The contraceptive pill and ovarian cancer risk

Overview: Cancer of the ovary affects more than 6,500 women in the UK each year. It is the fifth most common cancer among women after breast cancer, bowel cancer, lung cancer and cancer of the uterus (womb). Ovarian cancer is most common in women who have had the menopause (usually over the age of 45), but it can affect women of any age. It is well established that the use of oral contraceptives reduces the risk of ovarian cancer, but the associations with other reproductive variables are less clear. See the NHS Evidence topic page on ovarian cancer for a general overview of the condition.

Current advice: Oral contraceptives have been found to increase the risk of some cancers, and lower the risk of others. NICE recommends that women should not be prescribed the oral contraceptive pill purely for prevention of cancer. Women aged over 35 years with a family history of breast cancer should be informed of an increased risk of breast cancer associated with taking the oral contraceptive pill, given that their absolute risk increases with age. There is accredited guidance on combined hormonal contraception from the Faculty of Sexual and Reproductive Healthcare.

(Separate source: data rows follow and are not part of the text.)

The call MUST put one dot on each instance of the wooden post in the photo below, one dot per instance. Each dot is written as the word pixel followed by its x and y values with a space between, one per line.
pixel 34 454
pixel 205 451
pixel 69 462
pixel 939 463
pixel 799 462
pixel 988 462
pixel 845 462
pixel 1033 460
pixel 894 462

New evidence: A large prospective study, using data from the European Prospective Investigation into Cancer and Nutrition (EPIC), examined the associations of oral contraceptive use and reproductive factors with ovarian cancer risk (Tsilidis et al. 2011). Among 327,396 eligible women, 878 developed ovarian cancer over an average of 9 years. The results show that women who used oral contraceptives for 10 or more years had a 45% lower risk compared with users of 1 year or less. It is suggested that the dose of oestrogen contained in oral contraceptives has a negligible impact on the association with ovarian cancer risk. Having a child was linked to a 29% lower risk after the first child, with progressive lower risks with each additional full-term pregnancy. Age at menarche, age at first full-term pregnancy, incomplete pregnancies and breastfeeding were not found to be associated with risk. The researchers conclude that the study shows a strong protective association of oral contraceptives and parity with ovarian cancer risk. Commentary: “Many studies have shown the association between oral contraceptive use, pregnancy and reduced risk of epithelial ovarian cancer. This, the largest prospective study, confirms these findings and also reveals the increased risk associated with a late menopause. Equally, the duration of oral contraceptive use impacts on the protective effect, in that, the highest protection occurs with 10 years or more use. There is however, protection even with a single year usage. One action of combined oral contraceptives (like pregnancy), is the cessation of ovulation – which fits the long standing theory that a woman’s risk of ovarian cancer is proportional to the number of ovulatory cycles during her lifetime. However further research is required to identify what in fact is affording protection – cessation of ovulation alone or some other hormonal effect? In order to develop a proper preventative strategy these questions require addressing”. – Professor Sean Kehoe, Gynaecological Oncologist and President of the British Gynaecological Cancer Society.